Credit Scoring and Data Mining
Computer Lab Workshop 1 using Excel
Using Solver in Excel to build scorecard by linear programming
We will use the data on 100 customers that is found on cc100.xls
Open that Excel file and note what the data means.
Most of the data describes the customer attributes but some describe the subsequent history.
DL1 is number of times in year 1 month overdue, DL2 is number of times 2 months overdue etc. Definition of bad=1 is at least once 1 month overdue (i,e. 1 or more in DL1).
We will do the analysis in the reverse order to what is normally done. In that we will assume we already have split the variable into their classes ( groupings of the values of a variable) and this section will see how we apply linear programming and regression to find the scores for these characteristic classes. Again in real scorecard building one would use dedicated statistical software like SAS or SPSS or specific credit scoring software like Paragon’s DSS..
1.Move to Sheet 2 of the spreadsheet.
Here we have taken the age, number of children and employment status variables and coarse classified them. So Date of Birth has been split into bands of 1918-1932, 1933-1948, 1949-1954 , 1955-1963 ( and of course those with no entry in any of these are born after 1963- the data was obtained in 1988 ). The set has been reordered so all the bads ( those where the good=1 variable has value 0 ) are the first 39 and the goods the remaining 61. The P column has a 1 for the bads and –1 for the goods and the Q column will be the errors. The entries in E102 to O102 are the weights of the corresponding attributes in the scorecard
For the bads we want w1 x1+…wp xp- error to be less than the cutoff;
For the goods we want w1 x1+…wp xp+ error to be greater than the cutoff;
To make the distinction clearer we will want the bads to be less than 80 and the goods to be greater than 100. To do this proceed as follows
In cell A102 type score
In cell e102 type 1 and then copy this across f102 to o102.
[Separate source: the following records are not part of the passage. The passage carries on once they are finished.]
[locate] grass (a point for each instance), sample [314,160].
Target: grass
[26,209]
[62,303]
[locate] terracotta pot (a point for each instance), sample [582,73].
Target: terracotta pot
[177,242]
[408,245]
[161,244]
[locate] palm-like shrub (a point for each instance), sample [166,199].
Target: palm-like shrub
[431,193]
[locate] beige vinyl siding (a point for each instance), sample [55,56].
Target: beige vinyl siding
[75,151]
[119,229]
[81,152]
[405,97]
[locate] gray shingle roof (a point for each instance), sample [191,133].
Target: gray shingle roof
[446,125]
This means we start the LP with each attribute having a score weight of 1 (any value is ok).
In cell q1 type error
In cell q2 type 0 and copy this down to q101
This means we will start the LP with all the errors zero, which will be infeasible . (Again any values can be put in here initially)
In cell r1 type sum
In cell r2 type =sumproduct ( e2:o2,e$102:o$102) – p2*q2
Copy cell r2 down the column to r101
( Check you understand what sumproduct does. This gives the score for each person, if the individual attribute weights are those in row 102 , less any errors for the bads and plus any errors for the goods)
In cell s2 type 80
Copy cell s2 down to s40
In cell s41 type 100
Copy cell s41 down the column to s102
This gives the cut-offs we will use. We want bads to be below 80 and goods to be above 100.#p#分页标题#e#
In cell q102 type = sum(q2:q101)
This is the sum of the errors.
We are now in a position to construct and solve the linear programme
Go to Solver in the tools menu ( If it is not there go to Add –ins in the tool menu and click on solver . Solver will then appear in the Tools menu)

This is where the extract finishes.